Background: From the laboratory at Scripps Institution of Oceanography, one can observe the brown pelican (Pelecanus occidentalis) traveling along the crests of near-shoaling waves just outside the surf zone. In this manner, the birds travel great distances without flapping, all the while a scant ~ 30 cm off the ocean's surface. Here we derive a theoretical framework for assessing the energetic benefit of this behavior, "wave-slope soaring,'' in which an organism in flight takes advantage of updrafts caused by traveling ocean surface gravity waves.
Methods: The energy cost of steady, constant altitude flight is analyzed as a control. Potential flow theory is used to quantify the ocean wave-induced wind associated with near-shoaling, weakly nonlinear, shallow water ocean surface gravity waves. Using a regular expansion of the Stokes stream function and the Green's function for Laplace's equation in 2D with Dirichlet boundary conditions, we obtain integral expressions for the horizontal and vertical components of the wave-induced wind. The development of these relationships produces expressions for the components of the wave-induced wind in a frame of reference moving with the wave. Wave-slope soaring flight is then analyzed using an energetics-based approach for waves of typical ocean conditions (wave height of 1m, period of 10s) and the body plan of P. occidentalis .

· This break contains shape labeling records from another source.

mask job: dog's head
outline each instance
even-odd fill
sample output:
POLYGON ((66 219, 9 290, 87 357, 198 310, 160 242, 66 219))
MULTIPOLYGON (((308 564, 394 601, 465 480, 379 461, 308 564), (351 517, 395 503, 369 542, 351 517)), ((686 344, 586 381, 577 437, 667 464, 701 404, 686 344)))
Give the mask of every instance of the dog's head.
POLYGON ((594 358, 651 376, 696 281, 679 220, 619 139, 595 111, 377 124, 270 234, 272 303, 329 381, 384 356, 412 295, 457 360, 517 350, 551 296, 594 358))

Results: For pure ground effect flight, we calculate an upper bound mechanical advantage of ~ 20 - 25\% as compared with steady, level flight without ground effect. When wave-slope soaring is employed, we calculate an upper bound mechanical advantage of ~ 50 - 60\% as compared with steady, level flight without ground effect.
Conclusions: The theoretical development presented here suggests there are energy savings associated with wave-slope soaring. Individual brown pelicans may gain upwards of 50\% mechanical advantage utilizing this mode of flight under typical ocean conditions, as compared to steady, level flight out of ground effect. Thus wave-slope soaring appears to provide a significant benefit to these highly mobile organisms that depend on patchy prey distribution over large home ranges.